Bukannya menjawab pertanyaan Savannah, Tia malah tertawa terbahak-bahak di tempatnya hingga membuat mereka berdua menjadi pusat perhatian.
“Hei, kau sudah gila? Kenapa tertawa di sini?” Bisik Savannah malu.
“Maaf, maaf” Gumam Tia dengan sisa-sisa tawanya. “Kau ini lucu sekali. Dari mana datangnya pemikiran itu?” Tanyanya kemudian kembali tertawa membuat Savannah berdecak kesal.
“Tertawalah sampai puas” Ketus Savannah kemudian beranjak dari sana meninggalkan Tia yang masih tertawa dengan langkah cepat. Saking cepatnya, ia terlihat seperti berlari.
Namun, belum jauh ia melangkah, Savannah malah menabrak seseorang hingga berhasil membuat Tia berhenti tertawa saat melihat siapa temannya itu tabrak.
“Maaf, Sir. Maaf. Saya tidak sengaja” Seru Savannah pada Danish, pria yang ia tabrak.
“Berapa usiamu? Bukankah sekarang bukan zamannya lagi untukmu berlarian seperti itu? Terlebih di area kampus seperti ini?” Tanya Danish.
“Maaf, Sir. Tadi saya sedang buru-buru” Jawab Savannah dengan kepala menunduk. Tak berani menatap pria yang ia gosipkan beberapa saat lalu bersama Tia.
“Apa itu alasan yang bisa dilontarkan oleh seorang mahasiswa?” Tanya Danish membuat Savannah menggeram dalam hati.
“Tapi, saya benar-benar sedang terburu-buru, Sir” Ucap Savannah.
“Kelihatannya tidak seperti itu” Ujar Danish dengan mata yang mengarah pada Tia yang berdiri tak jauh di belakang sana hingga membuat gadis itu salah tingkah dan langsung kabur dari sana. Savannah yang menyadari hal itu pun menghela nafas pelan.
“Sekali lagi saya minta maaf atas kecerobohan saya yang sudah menabrak Anda, Sir. Apa yang bisa saya lakukan untuk mengungkapkan permintaan tulus saya, Sir?” Tanya Savannah sabar.
Tanpa menunggu lama, Danish memberikan beberapa buku pada Savannah yang langsung diterima oleh gadis itu tanpa penolakan.
“Bawa itu ke ruangan saya. Sekarang” Pinta Danish.
“Dengan senang hati, Sir” Ucap Savannah dengan senyum terpaksa.
Danish lalu beranjak dari sana meninggalkan Savannah yang mendengus kesal sebelum pergi mengikuti pria itu. Sepanjang perjalanan mereka menuju ruangan Danish, Savannah tak pernah berhenti mengutuk pria itu.

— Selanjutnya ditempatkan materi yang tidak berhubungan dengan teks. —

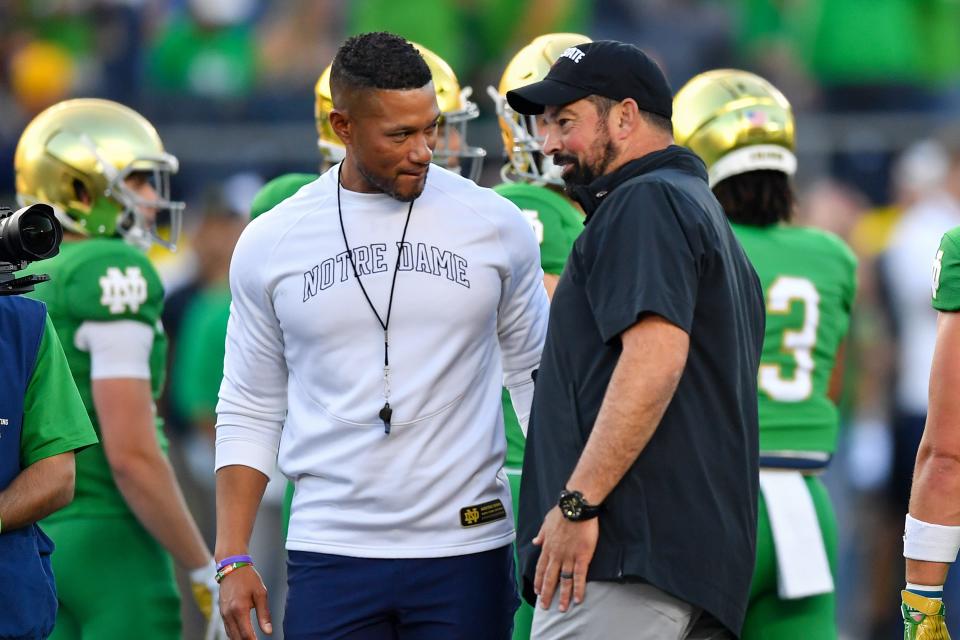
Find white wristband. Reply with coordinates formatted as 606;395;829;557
190;558;217;584
903;513;960;562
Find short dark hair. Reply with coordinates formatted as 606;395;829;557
587;94;673;135
330;31;431;105
713;169;796;227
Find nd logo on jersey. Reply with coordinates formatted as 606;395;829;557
100;267;147;313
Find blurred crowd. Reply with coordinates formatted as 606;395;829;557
0;0;960;640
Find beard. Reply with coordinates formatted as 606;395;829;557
356;160;430;202
553;129;617;192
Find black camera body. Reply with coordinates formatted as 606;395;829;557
0;203;63;296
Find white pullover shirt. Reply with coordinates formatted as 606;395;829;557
216;165;548;558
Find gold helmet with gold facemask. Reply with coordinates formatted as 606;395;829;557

‘Apa-apaan ini? Bukankah ini penyalahgunaan wewenang? Dia memang seorang dosen, tapi menyuruh mahasiswa melakukan ini adalah kesalahan. Lagi pula, bukankah sebelumnya dia bisa membawa buku-buku ini sendirian? Sangat tidak adil. Sama sekali tidak ada unsur keadilan di dalamnya’ Batin Savannah mendumel.
‘Tapi, kalau dilihat-lihat, bahunya lebar sekali. Dia juga sangat tinggi. Langkahnya lebar dan... tubuhnya sangat tegap. Dari belakang, dia terlihat sangat tampan. Walau dari depan juga lebih tampan’ Batin Savannah lagi.
‘Astaga! Apa yang kupikirkan? Kenapa pikiranku jadi kotor seperti ini? Apa ini efek dari film After yang kunonton kemarin? Dasar Savannah gila’ Batin Savannah mengutuk dirinya sendiri.
Savannah pun memukul-mukul kepalanya sendiri untuk mengusir pikiran itu dari kepalanya hingga ia mengaduh kesakitan saat kepalanya membentur sesuatu.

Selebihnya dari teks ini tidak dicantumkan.